I went for Bridge of Spies last weekend, thinking (correctly) that in a Spielberg film with Tom Hanks, it was likely to have clear good guys (and in this case, under-developed bad guys; it was just the DDR and USSR in general). The film shows people trying to jump over the newly built Berlin Wall and being shot. The implication is that they were willing to die for freedom.
In The Handmaid’s Tale, Aunt Lydia makes a difference between “freedom from” and “freedom to”. In the far past, we wanted “freedom from”, say, the Visigoths, so we accepted a king who promised to help organize our defense. That weighed the most in society because the people wanted the assurance that when they planted some crop in the spring, they would be around/alive/protected enough to harvest it in the fall. Later in our societies, we often wanted “freedom to” make our own choices. We chose to organize our societies, in our modern democracies, to have a fair amount of protection (to have “freedom from”) and that gave us the chance to have “freedom to”.
However, we spent an awful lot of our history paying a more or less exorbitant price for “freedom from”. We kind of like it, I think, having kings. A lot of folks look back on times with kings and dictatorships with nostalgia. In general, everyone thinks that in the past they’d be one on top and not some starving serf or whatever. In any case, we got pretty used to the cost of having an overlord in whatever form so it hasn’t taken a lot of effort by those who would like to be modern kings to if not invent, certainly demonize groups that we want “freedom from”. And so we are willing to give up a bit of “freedom to” in order to have “freedom from”. It’s the yo-yo of human history.
Democracies are expensive. They require spending money on educating people to be able to make intelligent choices. It means agreeing on what moral grounds those choices should use for base (our laws). We have responsibilities.
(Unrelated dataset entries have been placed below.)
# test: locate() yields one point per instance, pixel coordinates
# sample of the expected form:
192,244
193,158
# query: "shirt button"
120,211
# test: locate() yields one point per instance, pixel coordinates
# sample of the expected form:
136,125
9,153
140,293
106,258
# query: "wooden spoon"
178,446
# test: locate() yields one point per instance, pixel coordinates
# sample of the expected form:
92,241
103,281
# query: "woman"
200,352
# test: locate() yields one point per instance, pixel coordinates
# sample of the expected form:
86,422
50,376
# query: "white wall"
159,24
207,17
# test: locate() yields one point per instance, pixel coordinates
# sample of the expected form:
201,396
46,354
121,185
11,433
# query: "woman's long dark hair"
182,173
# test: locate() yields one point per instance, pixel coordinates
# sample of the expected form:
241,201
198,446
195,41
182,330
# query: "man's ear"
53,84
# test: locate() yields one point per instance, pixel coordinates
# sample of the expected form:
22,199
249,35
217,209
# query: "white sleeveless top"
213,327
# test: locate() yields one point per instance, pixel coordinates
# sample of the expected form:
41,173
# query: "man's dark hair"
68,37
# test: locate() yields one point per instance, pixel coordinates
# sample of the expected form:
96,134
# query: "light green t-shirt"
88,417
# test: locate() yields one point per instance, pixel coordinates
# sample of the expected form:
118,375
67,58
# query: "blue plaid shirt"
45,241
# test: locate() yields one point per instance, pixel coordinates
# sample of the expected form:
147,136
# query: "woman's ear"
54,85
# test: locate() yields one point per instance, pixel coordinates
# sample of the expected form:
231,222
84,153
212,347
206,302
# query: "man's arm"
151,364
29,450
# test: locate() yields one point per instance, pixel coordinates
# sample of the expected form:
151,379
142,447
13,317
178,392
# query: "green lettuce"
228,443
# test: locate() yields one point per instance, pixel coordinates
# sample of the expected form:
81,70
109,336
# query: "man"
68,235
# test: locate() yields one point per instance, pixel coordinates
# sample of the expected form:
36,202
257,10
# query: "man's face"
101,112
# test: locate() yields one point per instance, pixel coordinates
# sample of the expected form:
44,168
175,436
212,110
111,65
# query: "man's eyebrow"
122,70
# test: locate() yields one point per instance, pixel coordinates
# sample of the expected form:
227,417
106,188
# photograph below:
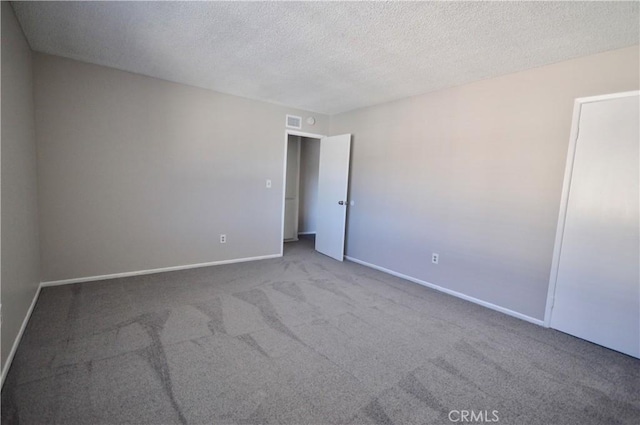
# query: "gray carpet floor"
301,339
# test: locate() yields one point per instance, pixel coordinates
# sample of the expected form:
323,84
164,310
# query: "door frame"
564,200
287,133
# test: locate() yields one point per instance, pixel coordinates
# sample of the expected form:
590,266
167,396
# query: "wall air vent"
294,122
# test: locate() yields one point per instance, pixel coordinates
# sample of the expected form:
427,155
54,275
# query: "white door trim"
287,133
564,200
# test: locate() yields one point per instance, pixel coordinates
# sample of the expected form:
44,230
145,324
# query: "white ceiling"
326,57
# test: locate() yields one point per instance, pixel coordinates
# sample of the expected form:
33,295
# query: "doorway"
301,187
316,183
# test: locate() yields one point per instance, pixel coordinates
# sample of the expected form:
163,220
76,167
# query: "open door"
597,282
333,184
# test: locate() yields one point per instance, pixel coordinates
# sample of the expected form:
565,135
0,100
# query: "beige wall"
138,173
473,173
20,247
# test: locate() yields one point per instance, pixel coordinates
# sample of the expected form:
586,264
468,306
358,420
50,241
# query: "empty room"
320,212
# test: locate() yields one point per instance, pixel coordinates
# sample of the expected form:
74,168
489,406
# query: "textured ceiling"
326,57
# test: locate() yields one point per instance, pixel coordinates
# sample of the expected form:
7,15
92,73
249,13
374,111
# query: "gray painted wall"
138,173
20,246
309,166
475,174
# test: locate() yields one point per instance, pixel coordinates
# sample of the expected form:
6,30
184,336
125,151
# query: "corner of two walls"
20,240
141,174
473,173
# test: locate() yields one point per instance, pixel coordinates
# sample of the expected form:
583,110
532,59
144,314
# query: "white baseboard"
152,271
16,342
450,292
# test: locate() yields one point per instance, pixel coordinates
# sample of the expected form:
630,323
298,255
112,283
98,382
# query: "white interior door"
291,199
597,295
333,182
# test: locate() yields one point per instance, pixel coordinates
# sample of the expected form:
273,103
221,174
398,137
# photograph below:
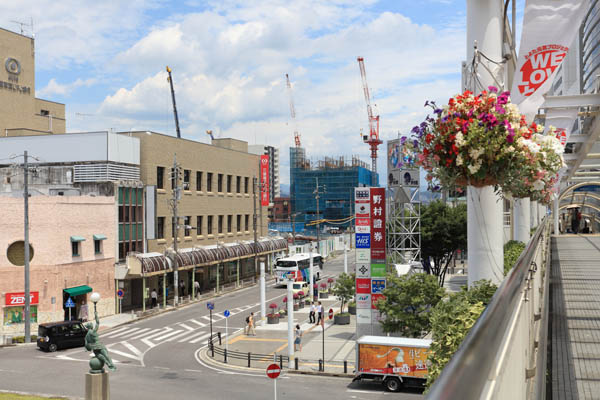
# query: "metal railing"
504,354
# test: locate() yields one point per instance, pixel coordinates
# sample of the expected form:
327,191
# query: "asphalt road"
156,359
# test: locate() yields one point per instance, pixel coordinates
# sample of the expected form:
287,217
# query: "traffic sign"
273,371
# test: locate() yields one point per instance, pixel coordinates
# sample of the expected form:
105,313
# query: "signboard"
377,285
18,299
363,301
363,285
264,180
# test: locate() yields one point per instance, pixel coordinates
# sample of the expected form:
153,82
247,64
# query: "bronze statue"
92,342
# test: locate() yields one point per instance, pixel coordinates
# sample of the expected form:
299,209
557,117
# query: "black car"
61,335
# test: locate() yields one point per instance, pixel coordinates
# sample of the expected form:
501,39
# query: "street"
157,357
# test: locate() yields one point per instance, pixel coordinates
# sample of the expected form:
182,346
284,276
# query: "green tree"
443,231
407,303
344,289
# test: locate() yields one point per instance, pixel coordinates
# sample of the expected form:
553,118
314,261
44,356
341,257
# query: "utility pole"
26,237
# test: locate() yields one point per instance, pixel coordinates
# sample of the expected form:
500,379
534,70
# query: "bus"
298,266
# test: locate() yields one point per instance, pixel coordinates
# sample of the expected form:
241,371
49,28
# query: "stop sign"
273,371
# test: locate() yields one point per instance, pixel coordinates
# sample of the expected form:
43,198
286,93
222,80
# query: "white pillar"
522,224
484,235
263,306
290,304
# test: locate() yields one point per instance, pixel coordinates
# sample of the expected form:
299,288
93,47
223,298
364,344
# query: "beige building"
21,112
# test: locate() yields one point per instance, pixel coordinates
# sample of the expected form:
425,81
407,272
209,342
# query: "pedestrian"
250,326
83,311
154,297
298,338
320,312
311,314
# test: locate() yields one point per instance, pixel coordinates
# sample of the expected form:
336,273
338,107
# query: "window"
209,181
186,179
199,225
209,225
160,176
75,249
160,228
97,246
187,221
199,180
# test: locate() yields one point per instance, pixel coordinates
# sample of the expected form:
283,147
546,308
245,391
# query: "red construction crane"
373,138
293,111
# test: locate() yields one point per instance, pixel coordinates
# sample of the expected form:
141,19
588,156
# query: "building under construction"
335,178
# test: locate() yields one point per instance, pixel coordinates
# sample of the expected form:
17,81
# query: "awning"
77,290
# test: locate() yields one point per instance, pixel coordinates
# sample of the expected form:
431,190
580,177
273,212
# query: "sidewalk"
271,341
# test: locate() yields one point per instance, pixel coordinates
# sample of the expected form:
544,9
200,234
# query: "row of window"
199,228
187,185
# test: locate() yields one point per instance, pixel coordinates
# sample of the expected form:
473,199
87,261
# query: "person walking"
154,298
250,326
298,338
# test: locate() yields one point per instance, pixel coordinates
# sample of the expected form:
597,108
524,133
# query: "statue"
92,342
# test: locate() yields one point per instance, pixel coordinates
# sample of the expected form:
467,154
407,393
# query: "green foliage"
408,302
344,288
451,321
512,251
443,231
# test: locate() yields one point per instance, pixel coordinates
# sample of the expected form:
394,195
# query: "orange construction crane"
293,111
373,138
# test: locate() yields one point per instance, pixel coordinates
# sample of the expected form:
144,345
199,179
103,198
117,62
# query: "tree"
407,303
443,231
344,289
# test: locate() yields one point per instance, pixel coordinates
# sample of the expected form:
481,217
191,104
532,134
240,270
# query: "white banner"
549,28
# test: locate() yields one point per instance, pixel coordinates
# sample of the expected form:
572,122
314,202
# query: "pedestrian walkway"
575,317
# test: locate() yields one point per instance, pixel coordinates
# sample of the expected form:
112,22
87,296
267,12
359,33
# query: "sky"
106,61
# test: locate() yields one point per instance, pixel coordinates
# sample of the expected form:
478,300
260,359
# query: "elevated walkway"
575,317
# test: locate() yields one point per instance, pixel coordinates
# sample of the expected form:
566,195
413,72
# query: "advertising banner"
264,180
549,28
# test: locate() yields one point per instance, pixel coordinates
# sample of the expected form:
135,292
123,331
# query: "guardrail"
504,354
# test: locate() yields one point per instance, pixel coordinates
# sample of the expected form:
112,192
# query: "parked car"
61,335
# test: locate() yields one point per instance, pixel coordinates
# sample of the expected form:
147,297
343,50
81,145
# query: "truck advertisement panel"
382,359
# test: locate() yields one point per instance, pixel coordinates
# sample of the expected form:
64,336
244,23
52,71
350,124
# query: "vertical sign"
264,180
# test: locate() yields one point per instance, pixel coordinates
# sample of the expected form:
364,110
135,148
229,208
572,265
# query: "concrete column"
484,235
484,208
521,226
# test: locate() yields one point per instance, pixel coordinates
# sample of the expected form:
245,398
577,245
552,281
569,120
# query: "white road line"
200,324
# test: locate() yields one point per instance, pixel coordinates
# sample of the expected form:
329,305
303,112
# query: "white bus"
298,267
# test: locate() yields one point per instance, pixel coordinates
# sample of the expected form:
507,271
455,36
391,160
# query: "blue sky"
106,61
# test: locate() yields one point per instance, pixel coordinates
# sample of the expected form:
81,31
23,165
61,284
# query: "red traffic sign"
273,371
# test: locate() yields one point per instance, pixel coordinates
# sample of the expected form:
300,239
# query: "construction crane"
373,138
170,79
293,111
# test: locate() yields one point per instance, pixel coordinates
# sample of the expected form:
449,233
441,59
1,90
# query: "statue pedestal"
97,387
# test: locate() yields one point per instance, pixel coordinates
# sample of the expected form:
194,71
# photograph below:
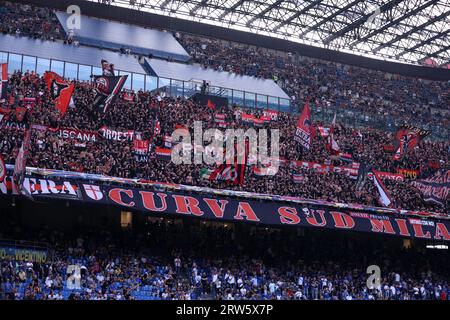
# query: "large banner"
166,200
116,135
41,187
274,213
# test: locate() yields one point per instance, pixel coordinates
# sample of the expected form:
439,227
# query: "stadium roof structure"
409,31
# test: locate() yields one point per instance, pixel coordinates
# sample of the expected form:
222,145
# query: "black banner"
223,208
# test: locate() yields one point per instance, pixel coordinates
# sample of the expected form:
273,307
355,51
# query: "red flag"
211,105
304,128
60,89
21,162
20,113
3,81
2,169
406,139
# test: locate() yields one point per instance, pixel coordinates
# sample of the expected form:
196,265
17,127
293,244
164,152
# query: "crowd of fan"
330,84
172,261
349,88
115,158
26,20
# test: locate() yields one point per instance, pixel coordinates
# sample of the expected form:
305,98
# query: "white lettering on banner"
77,134
47,187
117,135
93,192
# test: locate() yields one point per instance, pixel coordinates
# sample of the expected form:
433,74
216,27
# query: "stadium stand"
113,35
360,110
167,261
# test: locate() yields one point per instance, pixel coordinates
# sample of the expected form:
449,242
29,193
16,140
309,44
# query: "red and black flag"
107,68
384,198
436,188
406,139
3,81
107,89
20,113
304,130
233,170
20,165
61,91
2,169
362,176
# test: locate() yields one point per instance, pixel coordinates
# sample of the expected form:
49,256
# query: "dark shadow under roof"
69,53
115,35
186,72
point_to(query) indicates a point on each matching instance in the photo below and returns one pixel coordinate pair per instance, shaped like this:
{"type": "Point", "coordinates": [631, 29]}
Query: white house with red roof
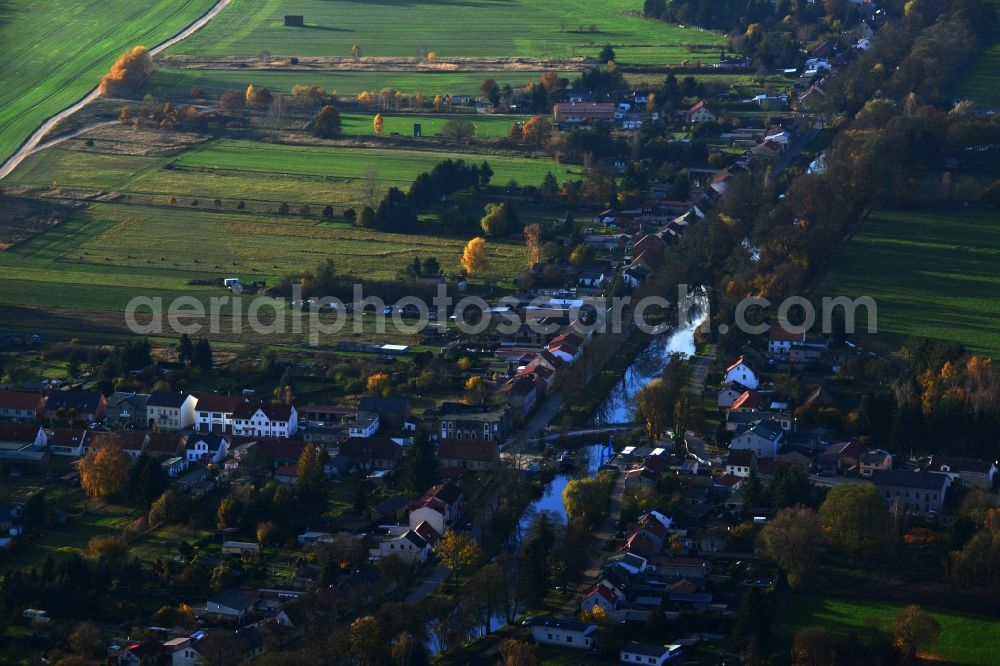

I think most people just want to be left alone to get on with things without ever thinking about what those things are, or whether they’re worth getting on with in the first place. I understand the “freedom from” crowd; it comes from the idea that we mostly just want to live, eat well enough, make love and children, have a roof over our heads. Once that’s achieved though (and it has been in so many places in the world that didn’t have that before, so good on us) there’s really no place for the kings. And it’s not a job that takes well to unemployment.
Foro just wants to get on with being cute. It’s a curse.